Below are patent drawings. Fig. 1 is an overview of how the clock would be installed in
a power house setting to control the systems generators.

This drawing depicts the master clock. This varies slightly from the production
version. Fig. 2 is a general outline. The electrical coil below the pendulum is
replaced with a movable permanent magnet in the final version. In Fig. 3 the pilot dial
and automatic frequency control system in this version is adjusted by one of Warren's
motion reproducing motors. This was later replaced by the planetary gear system in the
production model. This motor is depicted in the drawing with three coils at the bottom of
the movement plate. The conventional motor above it, with one coil, supplies the continuos
rotation to that same pilot dial and automatic frequency control system and is unchanged.
Fig. 4 shows the commutator which is unchanged. Fig. 5 is a front elevation.

Fig. 6 shows how the motions of the commutator are translated into the rotations of
Warren's motion reproducing motor. The third coil, according to Warren's patent nearly
eliminates 'coasting' of the motor armature when violently moving back and forth to
achieve a great degree of control. Today this would be done by a standard stepping motor,
but whose design was unknown at the time.

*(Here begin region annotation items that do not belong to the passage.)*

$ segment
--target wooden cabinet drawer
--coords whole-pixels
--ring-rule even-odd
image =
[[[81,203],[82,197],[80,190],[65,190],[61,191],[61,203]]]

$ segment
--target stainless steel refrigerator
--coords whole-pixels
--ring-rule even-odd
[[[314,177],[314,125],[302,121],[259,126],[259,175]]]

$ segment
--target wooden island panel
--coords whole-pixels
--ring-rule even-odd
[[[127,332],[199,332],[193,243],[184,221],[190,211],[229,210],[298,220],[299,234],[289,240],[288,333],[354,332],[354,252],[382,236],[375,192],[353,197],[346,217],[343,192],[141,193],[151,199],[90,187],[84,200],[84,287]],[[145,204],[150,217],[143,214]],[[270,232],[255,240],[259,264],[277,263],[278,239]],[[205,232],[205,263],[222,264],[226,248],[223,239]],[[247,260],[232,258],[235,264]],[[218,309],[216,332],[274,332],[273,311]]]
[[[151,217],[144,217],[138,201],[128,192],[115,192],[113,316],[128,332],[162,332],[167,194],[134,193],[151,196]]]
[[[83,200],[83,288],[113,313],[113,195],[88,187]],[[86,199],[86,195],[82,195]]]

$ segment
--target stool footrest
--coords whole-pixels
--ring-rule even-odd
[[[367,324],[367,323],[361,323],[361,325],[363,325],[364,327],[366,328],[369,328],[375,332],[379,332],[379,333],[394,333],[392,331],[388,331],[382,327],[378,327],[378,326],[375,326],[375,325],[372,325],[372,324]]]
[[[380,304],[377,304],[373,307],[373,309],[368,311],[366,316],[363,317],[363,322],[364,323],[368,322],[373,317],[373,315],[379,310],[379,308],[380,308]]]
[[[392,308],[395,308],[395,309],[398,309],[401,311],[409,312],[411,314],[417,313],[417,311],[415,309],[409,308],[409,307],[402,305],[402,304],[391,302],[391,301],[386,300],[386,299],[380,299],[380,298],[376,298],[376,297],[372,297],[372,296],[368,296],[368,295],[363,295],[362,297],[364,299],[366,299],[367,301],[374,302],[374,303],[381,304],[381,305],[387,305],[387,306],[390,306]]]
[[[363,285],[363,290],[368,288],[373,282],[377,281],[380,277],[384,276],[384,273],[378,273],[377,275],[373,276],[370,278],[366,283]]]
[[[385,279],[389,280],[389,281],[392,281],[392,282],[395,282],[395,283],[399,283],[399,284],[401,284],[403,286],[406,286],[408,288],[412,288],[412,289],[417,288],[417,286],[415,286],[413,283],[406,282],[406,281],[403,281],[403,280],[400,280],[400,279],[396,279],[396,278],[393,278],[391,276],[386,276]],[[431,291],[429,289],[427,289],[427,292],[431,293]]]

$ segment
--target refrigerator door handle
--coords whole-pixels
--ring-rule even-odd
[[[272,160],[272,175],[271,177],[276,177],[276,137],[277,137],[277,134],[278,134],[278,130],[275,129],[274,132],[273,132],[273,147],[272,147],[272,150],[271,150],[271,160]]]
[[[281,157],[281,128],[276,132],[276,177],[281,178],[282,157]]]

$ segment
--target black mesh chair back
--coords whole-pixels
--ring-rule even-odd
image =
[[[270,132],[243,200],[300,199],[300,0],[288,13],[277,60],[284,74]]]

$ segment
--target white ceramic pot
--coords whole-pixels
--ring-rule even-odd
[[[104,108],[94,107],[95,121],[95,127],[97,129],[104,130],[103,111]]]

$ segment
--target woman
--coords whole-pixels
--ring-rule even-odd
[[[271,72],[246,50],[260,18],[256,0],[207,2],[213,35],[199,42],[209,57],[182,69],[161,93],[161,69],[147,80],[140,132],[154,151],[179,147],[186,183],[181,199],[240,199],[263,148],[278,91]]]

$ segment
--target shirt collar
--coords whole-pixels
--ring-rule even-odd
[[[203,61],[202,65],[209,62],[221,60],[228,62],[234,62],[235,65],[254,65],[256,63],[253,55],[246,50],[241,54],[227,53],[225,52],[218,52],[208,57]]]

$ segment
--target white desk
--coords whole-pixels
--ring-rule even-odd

Below is the portion of Henry Warren's patent that describes his automatic frequency
control mechanism. This is the heart of Warren's ingenious design which allows his clock
to be as or more accurate that other clocks designed for this purpose costing many times
more. However, as previously discussed, there was a weakness in that this system contained
many complicated, fast moving parts that may have made this clock unable to remain stable
and reliable over a long period of time. He claims that his "apparatus is
sufficiently sensitive to detect and correct for an error of 1/500th of a second in a two
second interval." Or 1/250th of a second per second.